Brothers William (left) and Jim Reid of the Jesus and Mary Chain, circa 1991.
An hour before the Jesus and Mary Chain’s one and only performance at this year’s South by Southwest music conference in Texas, I started counting. One quickly led to 50 and then 100 and eventually more than 300.
THE JESUS AND MARY CHAIN
That’s how many people had queued up in front of me to see and hear a band whose stature and influence have grown exponentially since breaking up in 1999. It was a rare reunion show, and everyone in line felt like we were playing the lottery. We were nervous. Would we get into the club? I did not.
‘People tend to be reverential toward us these days, which is a new thing for us.’
That night, back in March, was a remarkable reminder of just how good time has been to the Jesus and Mary Chain. Equally in awe of the Stooges and the Shangri-Las, brothers Jim and William Reid started the guitar band in their native Scotland in the early ’80s as a reaction to the electronic pop music exploding around them.
In 1985, the year they released their seminal debut, “Psychocandy,” Madonna, Wham!, and Tears for Fears ruled the charts. By contrast, the Jesus and Mary Chain was punishingly loud, dense with reverb and squalling distortion, and — somehow, miraculously — sweet as candy. Just like honey, to lift the title of one of their best-known songs, which was used to great effect in the 2003 film “Lost in Translation.”
Reunion appearances in 2007 went well enough to persuade the band, with both Jim and William at the reins, to head out on the road again this year. They have a two-night stand at the Paradise Rock Club starting Tuesday; surprisingly, tickets were still available at press time.

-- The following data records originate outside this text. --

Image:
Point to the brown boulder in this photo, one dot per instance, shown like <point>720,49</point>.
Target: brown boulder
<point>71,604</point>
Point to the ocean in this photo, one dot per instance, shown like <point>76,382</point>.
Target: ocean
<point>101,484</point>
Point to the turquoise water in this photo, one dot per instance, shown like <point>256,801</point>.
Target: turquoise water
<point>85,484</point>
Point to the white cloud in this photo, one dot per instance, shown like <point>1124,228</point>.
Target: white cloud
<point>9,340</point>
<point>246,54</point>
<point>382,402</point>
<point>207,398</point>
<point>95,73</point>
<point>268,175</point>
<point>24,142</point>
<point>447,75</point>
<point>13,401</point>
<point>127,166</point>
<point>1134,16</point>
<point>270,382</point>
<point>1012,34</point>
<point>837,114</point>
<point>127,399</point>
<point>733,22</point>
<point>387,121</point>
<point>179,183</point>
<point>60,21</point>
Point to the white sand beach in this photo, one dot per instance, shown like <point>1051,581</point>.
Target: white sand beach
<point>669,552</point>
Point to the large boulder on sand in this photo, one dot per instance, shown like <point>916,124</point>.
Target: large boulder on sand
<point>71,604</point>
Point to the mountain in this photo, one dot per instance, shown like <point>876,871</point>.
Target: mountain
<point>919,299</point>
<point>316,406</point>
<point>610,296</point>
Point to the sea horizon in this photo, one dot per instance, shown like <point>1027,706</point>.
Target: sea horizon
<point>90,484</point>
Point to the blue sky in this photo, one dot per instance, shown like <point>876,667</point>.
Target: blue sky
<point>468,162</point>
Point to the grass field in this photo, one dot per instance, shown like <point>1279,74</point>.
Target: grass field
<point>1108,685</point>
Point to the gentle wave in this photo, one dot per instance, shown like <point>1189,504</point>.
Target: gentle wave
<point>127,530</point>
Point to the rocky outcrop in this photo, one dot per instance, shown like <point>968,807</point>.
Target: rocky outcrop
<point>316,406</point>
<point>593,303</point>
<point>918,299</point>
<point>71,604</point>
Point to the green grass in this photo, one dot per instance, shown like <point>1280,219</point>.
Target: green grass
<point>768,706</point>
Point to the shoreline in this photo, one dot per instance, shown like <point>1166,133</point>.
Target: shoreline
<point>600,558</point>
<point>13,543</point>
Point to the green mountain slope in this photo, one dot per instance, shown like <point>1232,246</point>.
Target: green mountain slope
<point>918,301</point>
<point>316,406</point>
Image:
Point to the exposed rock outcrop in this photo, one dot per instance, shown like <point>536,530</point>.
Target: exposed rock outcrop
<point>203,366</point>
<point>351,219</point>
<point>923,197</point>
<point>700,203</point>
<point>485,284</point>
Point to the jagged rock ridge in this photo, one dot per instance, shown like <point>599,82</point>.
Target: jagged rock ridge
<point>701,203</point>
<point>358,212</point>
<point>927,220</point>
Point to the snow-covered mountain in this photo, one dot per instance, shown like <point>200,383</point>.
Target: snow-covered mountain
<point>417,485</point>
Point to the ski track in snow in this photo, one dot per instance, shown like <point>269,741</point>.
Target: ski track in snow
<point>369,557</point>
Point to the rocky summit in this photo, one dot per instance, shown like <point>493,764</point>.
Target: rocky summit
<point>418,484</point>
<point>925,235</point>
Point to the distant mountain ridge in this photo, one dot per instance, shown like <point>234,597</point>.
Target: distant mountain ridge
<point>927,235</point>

“I suppose there’s less pressure,” Jim Reid says this week from a hotel room in New Orleans. “The last time was the big comeback, so there was a bit of pressure to deliver the goods. This time we just do what we want.”
A reunion of any sorts seemed unfathomable to Reid back when he and William called it quits.
“At that point, I couldn’t have believed that the Mary Chain would ever play again. It was such a bad vibe,” he says. “It’s cliche, but time does heal these things. Years went by, and you look back on why the band ended, and it seemed for no good reason at all. We were bickering over just about everything. It was probably a lot to do with drink and drugs.”
Asked to describe his relationship with his brother now, Reid chooses his words carefully.
“It’s never going to be easy between me and William. It used to be, but it never can be again, I don’t think,” he says. “We now know when to back off from each other, whereas back in the ’90s, it was full-on assault. Now we realize that’s a negative way to approach the band.”
At the same time, he admits their sibling rivalry was part and parcel of what made the Jesus and Mary Chain so potent: “There was always something in the music that came from the animosity between us,” he says.
In the wake of the Mary Chain’s demise, its aesthetic became something of a blueprint in indie rock. Danish duo the Raveonettes, in particular, make music that pays homage to the Reids’ brand of savage beauty. In 2008, the Magnetic Fields tipped its cap to the Mary Chain with “Distortion,” an album that unabashedly mirrored the feel of “Psychocandy.”
“People brought it to our attention through the years that other bands had learned a thing or two from listening to the Mary Chain, which was always flattering,” Reid says. “That’s what the music is there for. It’s there to be borrowed and reworked. We did it with the bands that we loved. I’d much rather have bands sounding like the Mary Chain than the drivel that was floating around at the time in the early ’80s.”
Reid says he and his brother were precise about constructing their sound.
“We spent a long time planning what the band ought to be. Me and William would sit up all night and discuss the perfect rock ’n’ roll band,” he says. “We were very unhappy with the state of the music scene at the time we formed. We thought, ‘Why doesn’t anybody make music like we want to do?’ Since nobody was doing it, we thought we’d do it.”
As this new tour rolls on, Reid is hesitant to predict the band’s future.
“I think the next thing is to finish this new album we keep talking about. I’m pretty sure if we get around to recording it, it will stand up with the rest of the Mary Chain stuff,” he says, adding that he and William both have families now and don’t live near each other.
Reid doesn’t say so outright, but he seems amused by the resurgence of respect for the trail he and his brother blazed more than 25 years ago.
“People tend to be reverential toward us these days, which is a new thing for us because we’re used to being treated like [expletive],” he says. “We’re usually the kind of band that gets kicked out of the night club rather than ushered in on the red carpet.”